SI SCATENANO LE POLEMICHE contro il governo, si dice che le responsabilità se le deve pur prendere qualcuno, e allora tutte le attenzioni si concentrano sulla ministra degli interni Constança Urbano de Sousa. Sì perché la reazione è stata tentennante, anzi, peggio, il piano di azione contro gli incendi si è concluso proprio a inizio ottobre quando molte delle forze in campo erano già state smobilitate e, nonostante le previsioni avessero evidenziato il rischio imminente, poco è stato fatto.

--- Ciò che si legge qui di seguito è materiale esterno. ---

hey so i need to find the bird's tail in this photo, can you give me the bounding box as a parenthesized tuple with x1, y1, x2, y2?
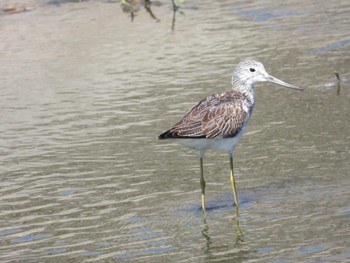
(158, 130, 172, 140)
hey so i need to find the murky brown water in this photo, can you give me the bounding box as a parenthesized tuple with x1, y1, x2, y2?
(1, 0, 349, 262)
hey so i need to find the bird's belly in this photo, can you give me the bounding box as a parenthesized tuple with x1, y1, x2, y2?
(176, 131, 244, 153)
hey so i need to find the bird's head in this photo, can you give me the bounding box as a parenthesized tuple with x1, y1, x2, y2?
(232, 60, 302, 92)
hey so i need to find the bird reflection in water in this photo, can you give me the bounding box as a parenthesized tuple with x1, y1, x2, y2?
(121, 0, 159, 22)
(121, 0, 195, 31)
(201, 206, 245, 249)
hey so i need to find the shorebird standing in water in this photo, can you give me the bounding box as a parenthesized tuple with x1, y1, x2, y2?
(158, 60, 302, 213)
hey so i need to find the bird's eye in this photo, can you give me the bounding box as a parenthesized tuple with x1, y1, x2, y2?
(249, 68, 255, 72)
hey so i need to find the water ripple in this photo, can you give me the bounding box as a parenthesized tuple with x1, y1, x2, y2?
(0, 0, 349, 262)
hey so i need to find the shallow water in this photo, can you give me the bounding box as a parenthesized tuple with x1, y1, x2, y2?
(1, 0, 350, 262)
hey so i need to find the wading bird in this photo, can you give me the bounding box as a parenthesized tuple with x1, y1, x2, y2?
(159, 60, 302, 213)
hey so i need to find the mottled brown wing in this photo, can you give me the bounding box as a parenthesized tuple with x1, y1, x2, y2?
(201, 103, 248, 138)
(160, 92, 249, 139)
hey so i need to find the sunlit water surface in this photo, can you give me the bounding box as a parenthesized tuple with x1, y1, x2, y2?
(1, 0, 349, 262)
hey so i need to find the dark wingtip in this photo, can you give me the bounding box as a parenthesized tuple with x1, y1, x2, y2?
(159, 130, 206, 139)
(158, 130, 171, 140)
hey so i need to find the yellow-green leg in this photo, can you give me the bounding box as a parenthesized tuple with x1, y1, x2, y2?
(230, 154, 239, 208)
(199, 155, 206, 213)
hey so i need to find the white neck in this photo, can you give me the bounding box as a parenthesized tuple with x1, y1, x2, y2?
(231, 77, 255, 105)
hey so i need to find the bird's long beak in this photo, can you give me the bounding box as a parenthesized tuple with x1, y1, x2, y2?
(266, 75, 303, 91)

Ma ha senso ridurre il tutto, come buona parte dei media stanno facendo, a come pompieri, Guarda Nacional Republicana, Protezione civile e Governo hanno gestito l’emergenza? Il problema è di lungo periodo, perché il territorio portoghese è sfruttato al suo massimo da colture intensive, da una parte, e abbandonato a se stesso dall’altra. Lo scorso febbraio il ministero dell’agricoltura ha di fatto congelato l’ulteriore estensione delle piantagioni di eucalipto, tra le principali cause del rapido propagarsi degli incendi, ma le polemiche non sono mancate perché, dicono alcuni, è sacrilego mettere i bastoni tra le ruote a un’industria che nel 2015 ha reso quasi 3 miliardi di euro.

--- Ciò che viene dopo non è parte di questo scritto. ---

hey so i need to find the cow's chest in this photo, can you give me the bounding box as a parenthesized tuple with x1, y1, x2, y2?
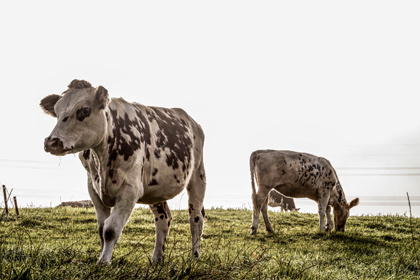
(88, 169, 117, 207)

La commissione di inchiesta istituita dal Parlamento dopo la tragedia di Pedrogão di quest’estate non ha solo evidenziato lo scarso coordinamento tra le forze mobilitate per domare le fiamme, ma ha anche spiegato cosa si sarebbe dovuto fare per mettere in sicurezza tutto il paese. Qui il quadro delineato è inquietante, perché lontano dalle città ognuno fa un po’ quello che vuole: proprietà incolte e abitazioni costruite senza rispettare i minimi criteri di sicurezza (la legge stabilisce in 50 metri la distanza minima dalla foresta). E poi c’è la mancanza di lavoro per cui le zone dell’interno sono perlopiù spopolate o abitate da chi non ha risorse economiche per curare i propri appezzamenti. Insomma una bomba ad orologeria pronta a esplodere con frequenze sempre maggiori.

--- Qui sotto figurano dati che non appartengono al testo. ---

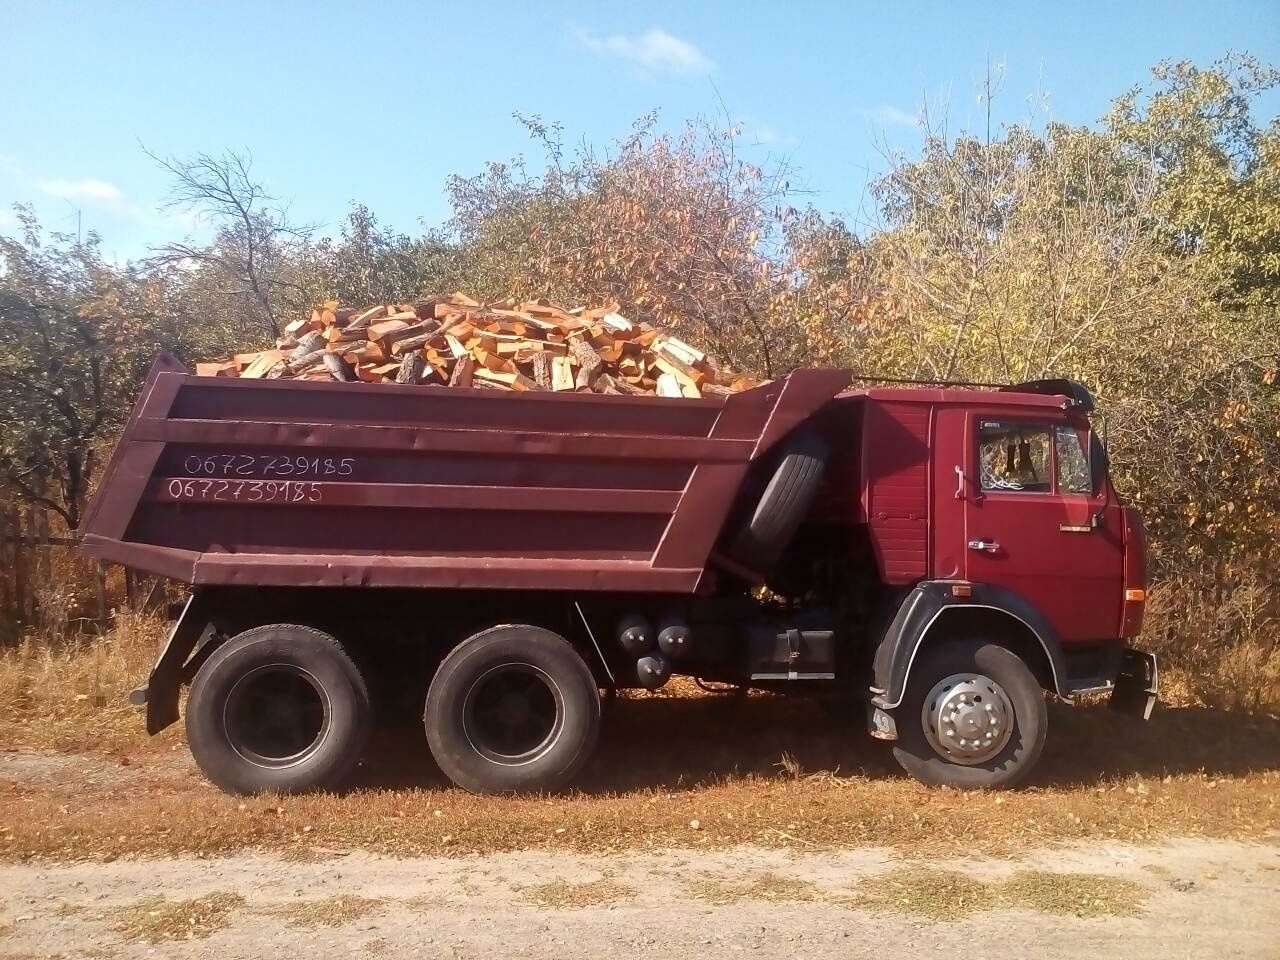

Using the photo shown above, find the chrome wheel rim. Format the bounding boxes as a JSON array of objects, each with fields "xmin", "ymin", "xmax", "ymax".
[{"xmin": 921, "ymin": 672, "xmax": 1014, "ymax": 765}]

POCHI OGGI RICORDANO che il premier socialista António Costa ci ha provato a cambiare le cose, e che a luglio è stata approvata una timida riforma. Ci vuole tempo certo, ma per la prima volta è stato istituito un catasto e nell’ultimo Orçamento, la legge di bilancio, sono stati stanziati più soldi per la protezione del patrimonio forestale. Bloco de Esquerda (Be) e Partido Comunista Português (Pcp) avrebbero voluto si facesse di più ad esempio introdurre ulteriori limiti alla produzione dell’eucalipto e dar vita un Banco publico per le terre incolte: chi non le usa deve essere obbligato ad affittarle a chi le vorrebbe usare. Ma si sa ciascuno è re a casa sua e quando lo stato si vuole immischiare tutti si lamentano. Occorrerebbe poi istituire dei corridoi verdi, autostrade di piante più resistenti, come le querce, che si frappongano come pareti stagne tra un campo e l’altro.

IL MALGOVERNO in tutto questo c’entra, ma fino a un certo punto perché alla fine è una questione meramente politica. Una divisione tra chi crede che un intervento pubblico troppo invadente sia solo un elemento controproducente – limitarsi quindi alla sicurezza – e chi invece sa per esperienza che in alcuni aspetti senza la mano regolatrice dello stato è difficile difendere il bene collettivo e, quindi, più o meno direttamente, anche quella del privato.